Dzisiaj – prawdopodobnie tak jak każdy inny członek Polrisk – otrzymałem od nowego składu zarządu draft strategii Stowarzyszenia na lata 2013 – 2015. Sławek, aktualny prezes, zauważył we wstępie, że to pierwsza zmiana strategii od momentu założenia Stowarzyszenia, kiedy jako pierwszy prezes miałem zaszczyt koordynować formułowanie pierwszego dokumentu tej rangi.

Dobrze, że coś „drgnęło” – lepiej późno niż wcale – i że nowy zarząd chętnie sięga po wzorce i źródła do których od lat próbowałem przekonywać – do rynku brytyjskiego. Obyśmy tylko zbyt wielkimi skokami nie próbowali dogonić tego, co Anglicy osiągnęli w 50 lat … Nie będę odnosił się bezpośrednio do całego dokumentu, skoro to draft i zaczyn do dyskusji. Mam jednak kilka refleksji bardziej natury ogólnej i filozoficznej …
Na wstępie Sławek przekonuje, że mimo, iż stowarzyszenia zagraniczne zrzeszają osoby pracujące jako „kupujący ubezpieczenia”, zorientowane na optymalizację programów ubezpieczeniowych, to w Polsce możemy tę równowagę zawodu menedżera ryzyka ubezpieczalnego i pozostałych ryzyk odpowiednio ukształtować. Osobiście jestem przekonany, że ani Polrisk, ani żadna inna organizacja nie będzie w stanie tej równowagi kształtować, tylko sam rynek – mechanizmy popytu na funkcje ubezpieczeniową i „korporacyjną” risk managementu, oraz wartość jaką zarządy będą w nich upatrywać.
W proponowanym nowym brzmieniu Misji pojawia się stwierdzenie „Ustalanie i upowszechnianie dobrych praktyk” ZR – moim zdaniem „ustalanie” jest na wyrost, bo to się dzieje cały czas w setkach firm, środowiskach biznesowych na świecie, na konferencjach, podczas kryzysów i zmian zarządów.

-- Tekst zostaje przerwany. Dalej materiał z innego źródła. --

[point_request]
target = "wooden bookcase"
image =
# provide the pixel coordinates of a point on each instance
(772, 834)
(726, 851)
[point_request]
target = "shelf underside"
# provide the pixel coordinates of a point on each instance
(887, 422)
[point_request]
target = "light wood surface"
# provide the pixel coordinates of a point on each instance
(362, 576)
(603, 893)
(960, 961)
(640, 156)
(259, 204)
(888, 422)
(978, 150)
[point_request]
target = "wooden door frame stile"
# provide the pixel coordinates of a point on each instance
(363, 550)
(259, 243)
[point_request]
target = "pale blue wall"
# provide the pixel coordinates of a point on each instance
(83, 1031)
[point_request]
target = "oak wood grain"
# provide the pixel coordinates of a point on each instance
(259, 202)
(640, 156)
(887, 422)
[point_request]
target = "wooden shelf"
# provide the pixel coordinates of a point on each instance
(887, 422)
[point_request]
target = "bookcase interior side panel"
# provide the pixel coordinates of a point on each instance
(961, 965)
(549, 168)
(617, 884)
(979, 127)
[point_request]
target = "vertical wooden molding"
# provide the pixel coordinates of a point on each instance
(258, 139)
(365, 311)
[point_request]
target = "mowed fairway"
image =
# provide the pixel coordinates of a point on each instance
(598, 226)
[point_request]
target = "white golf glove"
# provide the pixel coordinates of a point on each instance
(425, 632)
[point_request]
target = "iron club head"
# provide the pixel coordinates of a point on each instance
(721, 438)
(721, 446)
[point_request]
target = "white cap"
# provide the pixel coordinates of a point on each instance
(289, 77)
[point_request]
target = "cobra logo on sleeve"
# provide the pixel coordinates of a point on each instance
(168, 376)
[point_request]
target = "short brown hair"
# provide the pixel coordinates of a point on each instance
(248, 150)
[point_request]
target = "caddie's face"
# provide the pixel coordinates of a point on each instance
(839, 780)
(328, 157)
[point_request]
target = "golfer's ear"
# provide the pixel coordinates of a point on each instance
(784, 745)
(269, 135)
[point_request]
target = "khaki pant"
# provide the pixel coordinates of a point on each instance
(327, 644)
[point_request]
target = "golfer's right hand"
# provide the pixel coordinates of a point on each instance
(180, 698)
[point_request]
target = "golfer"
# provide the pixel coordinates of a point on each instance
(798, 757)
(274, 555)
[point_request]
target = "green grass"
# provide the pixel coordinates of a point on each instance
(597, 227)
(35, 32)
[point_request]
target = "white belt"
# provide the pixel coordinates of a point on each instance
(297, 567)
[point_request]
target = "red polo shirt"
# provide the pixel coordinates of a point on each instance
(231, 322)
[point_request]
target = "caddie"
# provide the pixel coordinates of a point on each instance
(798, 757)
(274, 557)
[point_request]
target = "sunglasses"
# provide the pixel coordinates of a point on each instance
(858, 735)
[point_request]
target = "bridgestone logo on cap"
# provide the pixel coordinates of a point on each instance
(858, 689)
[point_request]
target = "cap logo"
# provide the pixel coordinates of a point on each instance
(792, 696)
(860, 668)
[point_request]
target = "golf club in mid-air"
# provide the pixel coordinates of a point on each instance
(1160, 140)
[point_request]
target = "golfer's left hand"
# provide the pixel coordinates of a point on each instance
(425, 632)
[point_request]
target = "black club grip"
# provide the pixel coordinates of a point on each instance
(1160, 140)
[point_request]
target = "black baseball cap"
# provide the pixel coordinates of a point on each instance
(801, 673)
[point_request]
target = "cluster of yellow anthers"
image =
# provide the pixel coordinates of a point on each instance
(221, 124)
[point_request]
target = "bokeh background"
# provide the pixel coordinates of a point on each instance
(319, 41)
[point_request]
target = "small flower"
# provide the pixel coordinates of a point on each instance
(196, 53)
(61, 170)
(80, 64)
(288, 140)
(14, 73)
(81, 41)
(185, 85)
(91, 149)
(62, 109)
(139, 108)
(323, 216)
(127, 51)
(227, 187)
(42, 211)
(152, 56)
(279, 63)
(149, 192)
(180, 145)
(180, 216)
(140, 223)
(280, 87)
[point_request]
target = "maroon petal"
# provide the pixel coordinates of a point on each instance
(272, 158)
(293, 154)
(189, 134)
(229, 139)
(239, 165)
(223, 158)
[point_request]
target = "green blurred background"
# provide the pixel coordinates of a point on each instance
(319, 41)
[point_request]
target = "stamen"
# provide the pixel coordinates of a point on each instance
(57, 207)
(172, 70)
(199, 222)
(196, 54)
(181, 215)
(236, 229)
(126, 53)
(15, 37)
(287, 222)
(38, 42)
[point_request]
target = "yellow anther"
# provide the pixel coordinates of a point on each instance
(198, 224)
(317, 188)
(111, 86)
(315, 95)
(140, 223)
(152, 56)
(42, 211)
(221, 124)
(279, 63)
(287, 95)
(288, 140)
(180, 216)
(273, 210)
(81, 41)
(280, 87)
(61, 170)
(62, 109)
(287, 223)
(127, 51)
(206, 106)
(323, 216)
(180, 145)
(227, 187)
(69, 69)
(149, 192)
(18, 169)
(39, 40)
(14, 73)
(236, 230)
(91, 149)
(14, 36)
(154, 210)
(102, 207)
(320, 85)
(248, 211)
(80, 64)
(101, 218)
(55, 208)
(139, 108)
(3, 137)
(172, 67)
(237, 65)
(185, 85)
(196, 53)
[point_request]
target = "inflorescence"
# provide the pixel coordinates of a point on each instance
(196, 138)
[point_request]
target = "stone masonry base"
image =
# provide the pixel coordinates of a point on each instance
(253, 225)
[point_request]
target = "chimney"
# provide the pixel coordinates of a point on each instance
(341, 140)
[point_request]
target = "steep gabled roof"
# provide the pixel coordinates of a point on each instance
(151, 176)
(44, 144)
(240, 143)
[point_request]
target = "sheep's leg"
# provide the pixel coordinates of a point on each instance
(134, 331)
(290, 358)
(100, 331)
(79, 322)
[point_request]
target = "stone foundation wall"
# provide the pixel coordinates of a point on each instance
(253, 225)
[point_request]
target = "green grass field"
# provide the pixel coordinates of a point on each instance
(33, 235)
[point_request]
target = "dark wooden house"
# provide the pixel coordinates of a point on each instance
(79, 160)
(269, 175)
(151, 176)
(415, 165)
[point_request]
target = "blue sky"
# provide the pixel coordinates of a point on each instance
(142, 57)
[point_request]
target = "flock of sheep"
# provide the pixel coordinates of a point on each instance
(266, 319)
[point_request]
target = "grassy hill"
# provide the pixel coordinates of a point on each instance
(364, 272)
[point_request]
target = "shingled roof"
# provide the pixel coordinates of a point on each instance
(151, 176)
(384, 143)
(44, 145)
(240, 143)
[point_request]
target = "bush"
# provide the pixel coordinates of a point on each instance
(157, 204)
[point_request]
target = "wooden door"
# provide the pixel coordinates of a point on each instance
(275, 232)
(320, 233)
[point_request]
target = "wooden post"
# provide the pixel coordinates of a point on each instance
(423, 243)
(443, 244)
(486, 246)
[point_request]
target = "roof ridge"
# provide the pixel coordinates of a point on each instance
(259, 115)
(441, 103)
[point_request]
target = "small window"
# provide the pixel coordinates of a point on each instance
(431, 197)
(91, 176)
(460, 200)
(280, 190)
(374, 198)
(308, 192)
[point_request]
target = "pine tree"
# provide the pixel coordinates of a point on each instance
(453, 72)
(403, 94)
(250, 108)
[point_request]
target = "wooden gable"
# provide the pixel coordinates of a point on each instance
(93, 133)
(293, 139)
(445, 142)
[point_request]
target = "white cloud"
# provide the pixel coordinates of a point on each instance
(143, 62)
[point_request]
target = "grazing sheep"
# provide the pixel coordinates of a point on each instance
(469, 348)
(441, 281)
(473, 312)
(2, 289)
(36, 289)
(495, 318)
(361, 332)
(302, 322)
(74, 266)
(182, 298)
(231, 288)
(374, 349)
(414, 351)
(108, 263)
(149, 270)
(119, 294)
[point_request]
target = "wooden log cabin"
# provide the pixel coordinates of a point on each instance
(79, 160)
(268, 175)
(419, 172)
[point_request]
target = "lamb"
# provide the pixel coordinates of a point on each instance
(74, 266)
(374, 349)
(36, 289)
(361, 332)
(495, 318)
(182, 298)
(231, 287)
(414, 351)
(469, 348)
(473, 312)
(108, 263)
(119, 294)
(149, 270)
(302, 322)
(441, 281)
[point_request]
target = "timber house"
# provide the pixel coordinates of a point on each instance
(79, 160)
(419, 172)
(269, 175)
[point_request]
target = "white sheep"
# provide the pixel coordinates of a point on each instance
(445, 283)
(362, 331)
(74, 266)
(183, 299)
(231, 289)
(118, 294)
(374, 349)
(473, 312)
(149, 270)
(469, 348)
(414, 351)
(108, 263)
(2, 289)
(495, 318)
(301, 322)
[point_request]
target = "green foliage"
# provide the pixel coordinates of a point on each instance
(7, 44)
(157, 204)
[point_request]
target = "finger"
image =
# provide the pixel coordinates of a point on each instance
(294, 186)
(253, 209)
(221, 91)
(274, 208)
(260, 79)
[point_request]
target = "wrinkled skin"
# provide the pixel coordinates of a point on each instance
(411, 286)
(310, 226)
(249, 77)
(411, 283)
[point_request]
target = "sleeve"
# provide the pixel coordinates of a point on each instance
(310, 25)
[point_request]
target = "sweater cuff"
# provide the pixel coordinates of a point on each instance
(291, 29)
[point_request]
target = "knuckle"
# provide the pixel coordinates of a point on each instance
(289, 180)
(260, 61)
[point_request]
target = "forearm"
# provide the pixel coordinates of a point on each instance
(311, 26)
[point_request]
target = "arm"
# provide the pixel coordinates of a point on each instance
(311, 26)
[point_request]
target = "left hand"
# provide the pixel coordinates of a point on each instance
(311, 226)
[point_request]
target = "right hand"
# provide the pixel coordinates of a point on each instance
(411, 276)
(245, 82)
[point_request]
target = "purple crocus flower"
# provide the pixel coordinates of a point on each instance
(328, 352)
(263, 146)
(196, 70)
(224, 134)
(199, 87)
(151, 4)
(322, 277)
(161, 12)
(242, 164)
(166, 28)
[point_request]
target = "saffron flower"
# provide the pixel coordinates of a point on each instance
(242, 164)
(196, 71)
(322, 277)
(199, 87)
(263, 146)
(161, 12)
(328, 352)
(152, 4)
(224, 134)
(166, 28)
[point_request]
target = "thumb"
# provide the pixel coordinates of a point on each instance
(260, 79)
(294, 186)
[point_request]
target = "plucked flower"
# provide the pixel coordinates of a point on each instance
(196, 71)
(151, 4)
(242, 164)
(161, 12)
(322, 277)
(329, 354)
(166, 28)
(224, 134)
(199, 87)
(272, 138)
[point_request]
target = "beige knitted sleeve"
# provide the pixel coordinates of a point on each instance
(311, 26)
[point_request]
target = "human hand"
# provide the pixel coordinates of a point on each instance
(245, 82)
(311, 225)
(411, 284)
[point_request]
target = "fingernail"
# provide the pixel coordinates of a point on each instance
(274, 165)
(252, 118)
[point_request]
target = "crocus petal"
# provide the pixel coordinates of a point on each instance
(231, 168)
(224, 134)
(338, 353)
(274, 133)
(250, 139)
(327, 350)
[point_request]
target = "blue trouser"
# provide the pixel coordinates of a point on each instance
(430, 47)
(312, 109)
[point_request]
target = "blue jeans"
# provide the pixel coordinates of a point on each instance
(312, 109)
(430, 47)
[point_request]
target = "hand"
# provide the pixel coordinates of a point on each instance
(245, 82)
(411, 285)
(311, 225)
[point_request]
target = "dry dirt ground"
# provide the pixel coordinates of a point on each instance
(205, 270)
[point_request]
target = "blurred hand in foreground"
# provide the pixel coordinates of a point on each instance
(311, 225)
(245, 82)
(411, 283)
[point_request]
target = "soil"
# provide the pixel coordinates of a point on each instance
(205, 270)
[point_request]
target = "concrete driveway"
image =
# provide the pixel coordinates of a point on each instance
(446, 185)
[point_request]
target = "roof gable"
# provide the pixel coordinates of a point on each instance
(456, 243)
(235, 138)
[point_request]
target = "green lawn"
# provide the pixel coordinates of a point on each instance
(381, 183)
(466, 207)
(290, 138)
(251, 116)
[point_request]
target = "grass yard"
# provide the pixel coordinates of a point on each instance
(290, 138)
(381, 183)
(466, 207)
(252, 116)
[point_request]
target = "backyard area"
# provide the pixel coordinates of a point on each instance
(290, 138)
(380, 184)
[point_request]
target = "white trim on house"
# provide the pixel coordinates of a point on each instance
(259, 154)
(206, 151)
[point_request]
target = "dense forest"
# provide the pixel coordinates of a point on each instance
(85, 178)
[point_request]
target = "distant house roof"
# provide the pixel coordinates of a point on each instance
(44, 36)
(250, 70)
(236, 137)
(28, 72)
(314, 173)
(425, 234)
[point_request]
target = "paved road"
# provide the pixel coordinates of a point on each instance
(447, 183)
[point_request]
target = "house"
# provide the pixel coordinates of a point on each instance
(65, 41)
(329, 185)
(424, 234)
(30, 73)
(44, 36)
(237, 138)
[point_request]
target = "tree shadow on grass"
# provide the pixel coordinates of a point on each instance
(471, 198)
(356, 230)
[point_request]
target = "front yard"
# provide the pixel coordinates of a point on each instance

Polrisk może – podobnie jak IRM, AIRMIC i wiele innych – wybierać jedynie najlepsze z tych doświadczeń i je promować. W tejże Misji boleśnie brakuje mi zapisu, który powinien znaleźć się jako pierwszy a nie ma go wcale: działania na rzecz samych członków, jako grupy zawodowej risk managerów lub osób odpowiedzialnych w firmach za funkcje / dziedzinę RM. W takiej formule jak proponowana, wszystkie cztery składowe misji są działaniami na rzecz rynku – firm, organizacji, a nie risk managerów.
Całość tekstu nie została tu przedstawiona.